Common walnut is a monoecious tree with unisexual flowers, i.e. each tree has separate male and female inflorescences. The male inflorescence is a cluster of catkins of flowers with no corolla, which is 5-10 cm long. The female flowers grow at the tip of the branch in clusters of 2-5 flowers that turn into a spherical drupe with a thin green shell that turns brown and later opens in four valves from which the familiar nut with the hard, light and coarse shell emerges.
The nuts are eaten raw or as ground nuts which are used for baking and cooking. It has great nutritional value of the walnut, because of its high content of mostly of unsaturated fatty acids and other substances that contribute to health, including 20-40% oleate, which is the substance that characterizes olive oil.
An infusion with great medicinal value in folk medicine can be prepared from the leaves, for treatment of various maladies such as worms, infections, skin diseases, etc. A drink for treating cough and dizziness is prepared from the male flowers. It was found that extracts from different parts of the tree have anti-cancer activity.
The wood of common walnut is hard and resistant and is used for making furniture. The bark of the trunk, the flowers and the fruit can be used to make yellowish-brownish dyes. The fruit’s oil can be used to polish furniture. The leaves contain insect-repellant substances and also have an inhibitory effect on the growth of other plants near the tree.

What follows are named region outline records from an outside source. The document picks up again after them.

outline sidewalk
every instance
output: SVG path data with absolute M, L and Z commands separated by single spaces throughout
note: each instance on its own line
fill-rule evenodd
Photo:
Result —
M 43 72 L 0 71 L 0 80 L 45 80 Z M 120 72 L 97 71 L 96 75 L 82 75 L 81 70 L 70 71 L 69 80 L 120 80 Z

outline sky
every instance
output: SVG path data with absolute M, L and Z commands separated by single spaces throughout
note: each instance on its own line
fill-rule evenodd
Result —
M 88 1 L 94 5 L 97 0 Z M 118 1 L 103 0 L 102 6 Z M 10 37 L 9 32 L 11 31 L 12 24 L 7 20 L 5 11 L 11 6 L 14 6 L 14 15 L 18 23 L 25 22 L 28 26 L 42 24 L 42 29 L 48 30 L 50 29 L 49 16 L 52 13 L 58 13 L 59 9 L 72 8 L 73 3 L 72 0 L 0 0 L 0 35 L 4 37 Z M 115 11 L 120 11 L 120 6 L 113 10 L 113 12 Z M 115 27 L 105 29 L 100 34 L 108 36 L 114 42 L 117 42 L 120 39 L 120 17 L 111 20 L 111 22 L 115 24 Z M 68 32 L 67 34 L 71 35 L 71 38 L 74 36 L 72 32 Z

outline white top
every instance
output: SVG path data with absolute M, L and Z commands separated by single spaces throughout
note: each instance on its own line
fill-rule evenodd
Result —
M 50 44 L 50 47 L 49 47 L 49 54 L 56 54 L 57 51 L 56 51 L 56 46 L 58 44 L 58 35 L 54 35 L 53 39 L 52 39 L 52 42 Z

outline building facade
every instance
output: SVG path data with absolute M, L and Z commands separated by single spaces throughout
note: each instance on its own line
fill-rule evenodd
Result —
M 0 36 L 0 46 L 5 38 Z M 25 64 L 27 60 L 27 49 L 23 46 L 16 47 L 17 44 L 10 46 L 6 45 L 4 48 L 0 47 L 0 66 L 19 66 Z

The genus Juglans includes 20 species, most of which grow on the American continent, from Canada to Argentina. Over 100 varieties have been domesticated, which exhibit resistance to cold, to limestone, to pests, etc. Trees in intensive plantations, especially in California, are composed of a scion from select trees on a stock of black walnut (Juglans nigra) or are grown from walnut seeds.
The global yield of walnuts reaches 850 thousand tons (data from 2006), with the leading producers being the United States (277 thousand), China (252 thousand), Iran (168 thousand) and Turkey (116 thousand).
The leaves and shells of the walnut contain germination-inhibiting substances and the shells are therefore used for the production of herbicides.
In Israel, where extensive irrigation is needed in the summer, walnuts grow in the Galilee and the Golan, mainly in irrigated boulevards at the entrances to settlements. A large and familiar tree was left from the settlement at Bek's Ruins on Mount Meron. The most conspicuous walnut trees in Israel are found in plantations on Mount Meron, where a variety which is suitable for limestone was selected, as well as near springs in the Judean Mountains, such as Ein Lavan and Sataf. The KKL (Jewish National Fund) planted orchards of walnuts from nuts in several places in its forests, including in the south, but these produce almost no fruits due to lack of water and/or doses of cold.